By Moses Omoregieva
The Inspector- General of Police, Mr Ibrahim Idris, says the force will establish special tracking units in Lagos and Port-Harcourt to check kidnapping and other crimes.
Idris made this known when he was interacting with civil society groups and crime reporters in Lagos on Friday.
He noted that kidnapping was becoming more serious than other crimes in the country.
The IG said that the tracking machine established in Abuja had helped to resolve about 90 per cent cases of kidnapping with victims rescued and suspects arrested.
”Already, tracking machines have been deployed to states and will start functioning in few weeks time, so as to reduce pressure on those in Abuja.
”This will enhance the police anti-kidnapping drive.
”The machine in Port Harcourt, Rivers will cater for the South-South and South East zones, while the one deployed to Lagos would focus on the west,” he said.
The police chief also said that there were plans to reinvigorate the force forensic laboratories, noting however, that funds constraints were hindering its implementation.
Idris urged Nigerians to assist the police in tackling armed crimes, reiterating that the fight against kidnappers was a community fight.
According to him, it is not what the police alone can handle. It has become a community fight and can only be solved with the help of the people.
“When I assumed duty, one of the plans we came up with was to rehabilitate our forensic units. I outlined the challenges of the police and how to handle them.
”The thing is that we have been having funding challenges.
“We are trying to address it in a holistic manner. Very soon, we are going to have National Security Summit. Kidnapping seems to be a community problem.
“Over 90 percent of victims have been rescued. I agree that it is becoming a major challenge. It cuts across the entire country. It has to be addressed in various forms.
“It is not just the police or security agencies. Take for instance where the Turkish School students were kidnapped. That school is situated at the foot of a swamp.
”Despite that parents pay huge amount of money, the school did not invest much in security.
“So, we are going to use the summit to address these issues as well as others like the herdsmen and farmers issues.
”These issues are further dividing us as a nation and we need to solve them.
You cannot have the maximum support of security in an area without the support of the public.
”Everybody has one thing or the other to make our society safe,” Idris said.
He expressed the need for the media and civil society to be advocates of improved funding for the police through the Police Trust Fund.
“The funding of the police is costly. What we are trying to do is to pursue 50 percent of our budgetary requirement from other sources.
”We are also looking for other avenues where we can address the problem of the police.
“At the same time, we are hoping that the National Assembly will pass the bill establishing Police Trust Fund, by so doing, open up other sources for the police to generate money.
”It is already happening in Lagos (Security Trust Fund) and has been working wonderfully.
“We are aware that the Federal Government is financially constrained and so, we do not think it is right to over burden the system by creating other agencies.
”These agencies would require funding and create rivalry. But if more money is available for the police and more people recruited, we can achieve so much more,” he noted.
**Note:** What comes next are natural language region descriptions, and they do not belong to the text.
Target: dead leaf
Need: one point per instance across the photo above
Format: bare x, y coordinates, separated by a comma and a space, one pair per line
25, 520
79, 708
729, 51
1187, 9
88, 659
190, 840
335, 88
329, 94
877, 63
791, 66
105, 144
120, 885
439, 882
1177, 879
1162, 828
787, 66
Idris also stated that there were plans to professionalise the police by establishing specialised schools such as Finance, Marine, among others for training.
He urged civil society organisations to support the police in training its personnel on professional conducts.
The IG expressed satisfaction at the scorecard of the rebranded Special Anti-Robbery Squad (SARS).
“We are working hard to restore the integrity of the police. Earning the confidence of the people is important to us and we can only achieve that by changing the attitude of some of our policemen.